One of the design patterns for a standard service we are exploring is where we need to fetch data from some online location where a file is available via a URL, put those files into a cloud bucket, and then kick off various types of transformation processing. In one use case, we are pulling files linked to from an inventory page for a USGS time-series data set put out as a periodic "Data Series Report." We want to get these data into a combined format with an API for working with the data more effectively than regularly stitching together individual files.

This notebook looks at how to read in the web page where the files are linked and prepare messages for a message queue process that will kick off file retrieval over HTTP onto S3 and then launch subsequent processing. In this and many cases, we will need to assemble some context from the way that the files are distributed into metadata about the files that can be used to drive specific processing. Often in these cases, we will be dealing with file contents that are not individually described in a way that is sufficient to understand and work with them effectively. These are essentially cases where data are treated as "ancillary files" to a publication or web page as opposed to being thoroughly documented and served through a data repository. We're trying to get away from this practice, but it is still all too common and we need some way of dealing with that into further processing.

In [1]:
import requests
from bs4 import BeautifulSoup

In [2]:
ds140_url = "https://www.usgs.gov/centers/nmic/historical-statistics-mineral-and-material-commodities-united-states"
r = requests.get(ds140_url)
page_content = BeautifulSoup(r.text, 'html.parser')

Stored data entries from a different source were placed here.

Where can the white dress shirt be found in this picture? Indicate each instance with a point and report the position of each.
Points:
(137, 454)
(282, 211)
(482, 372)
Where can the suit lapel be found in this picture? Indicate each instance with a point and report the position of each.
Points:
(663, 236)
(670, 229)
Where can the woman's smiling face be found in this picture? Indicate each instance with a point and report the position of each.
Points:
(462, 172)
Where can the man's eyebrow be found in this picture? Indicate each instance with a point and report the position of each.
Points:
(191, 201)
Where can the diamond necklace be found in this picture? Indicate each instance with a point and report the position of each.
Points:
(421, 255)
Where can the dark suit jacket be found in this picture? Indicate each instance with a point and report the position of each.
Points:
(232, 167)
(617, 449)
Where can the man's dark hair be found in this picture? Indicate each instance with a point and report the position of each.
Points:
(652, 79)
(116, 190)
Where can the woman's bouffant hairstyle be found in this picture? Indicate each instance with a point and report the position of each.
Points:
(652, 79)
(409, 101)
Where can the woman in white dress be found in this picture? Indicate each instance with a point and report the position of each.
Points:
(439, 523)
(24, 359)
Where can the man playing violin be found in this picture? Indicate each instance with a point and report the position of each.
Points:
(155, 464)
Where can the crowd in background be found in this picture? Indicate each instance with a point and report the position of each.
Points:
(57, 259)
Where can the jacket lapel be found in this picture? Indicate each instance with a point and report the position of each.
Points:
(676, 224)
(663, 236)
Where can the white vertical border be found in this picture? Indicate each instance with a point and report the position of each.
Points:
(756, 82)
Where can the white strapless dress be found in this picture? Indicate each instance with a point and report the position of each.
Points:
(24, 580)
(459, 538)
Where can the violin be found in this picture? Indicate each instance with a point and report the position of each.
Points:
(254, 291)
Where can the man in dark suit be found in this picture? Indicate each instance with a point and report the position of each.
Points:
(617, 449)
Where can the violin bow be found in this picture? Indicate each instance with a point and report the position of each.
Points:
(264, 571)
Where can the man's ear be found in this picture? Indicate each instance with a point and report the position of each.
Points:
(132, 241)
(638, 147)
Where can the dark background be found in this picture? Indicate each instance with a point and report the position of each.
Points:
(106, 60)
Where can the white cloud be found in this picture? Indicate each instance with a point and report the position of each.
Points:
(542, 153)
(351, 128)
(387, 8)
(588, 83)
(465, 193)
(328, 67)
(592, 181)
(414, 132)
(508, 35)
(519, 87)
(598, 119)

This is where we essentially need to apply some customized logic for every case like this to create a metadata structure with whatever information we can derive from the context and/or the source content. We will want to hone this and standardize it as much as possible, potentially working to align the structure with some appropriate metadata standard. In the near term, I'm working on just coming up with the information that could be used to generate a set of messages for a message queue that would kick off processing. We need to develop enough context around each file we identify behind URLs on the subject source page that subsequent processes know how to operate and what information to pass along.

In [40]:
inventory = list()

for row in page_content.find_all("table")[1].find_all("tr")[2:]:
    columns = row.find_all("td")
    commodity_name = columns[0].text.strip().replace("\xa0", " ")
    if columns[2].text.strip().lower() in ["xlsx","xls"]:
        inventory.append({
            "commodity": commodity_name,
            "data_source": "DS140",
            "data_source_url": "https://www.usgs.gov/centers/nmic/historical-statistics-mineral-and-material-commodities-united-states",
            "file_source_extraction_function": "<resolvable reference to function that generated this message>",
            "data_type": "Supply-Demand Statistics",
            "update_year": columns[3].text.strip(),
            "file_url": columns[2].find("a")["href"],
            "next_actions": [
                "Extract Worksheets as CSV Tables",
                "Extract Word Documents"
            ]
        })

    if len(columns) >= 6 and columns[5].text.strip().lower() in ["xlsx","xls"]:
        inventory.append({
            "commodity": commodity_name,
            "data_source": "DS140",
            "data_source_url": "https://www.usgs.gov/centers/nmic/historical-statistics-mineral-and-material-commodities-united-states",
            "file_source_extraction_function": "<resolvable reference to function that generated this message>",
            "data_type": "End-Use Statistics",
            "update_year": columns[-1].text.strip(),
            "file_url": columns[5].find("a")["href"],
            "next_actions": [
                "Extract Worksheets as CSV Tables"
            ]
        })

    if len(columns) == 5 and columns[3].text.strip().lower() in ["xlsx","xls"]:
        inventory.append({
            "commodity": commodity_name,
            "data_source": "DS140",
            "data_source_url": "https://www.usgs.gov/centers/nmic/historical-statistics-mineral-and-material-commodities-united-states",
            "file_source_extraction_function": "<resolvable reference to function that generated this message>",
            "data_type": "End-Use Statistics",
            "update_year": columns[-1].text.strip(),
            "file_url": columns[3].find("a")["href"],
            "next_actions": [
                "Extract Worksheets as CSV Tables"
            ]
        })


The resulting dictionaries here should be relatively simple and straightforward. Here is a basic explanation of each property we've assembled and why it is important to the next steps.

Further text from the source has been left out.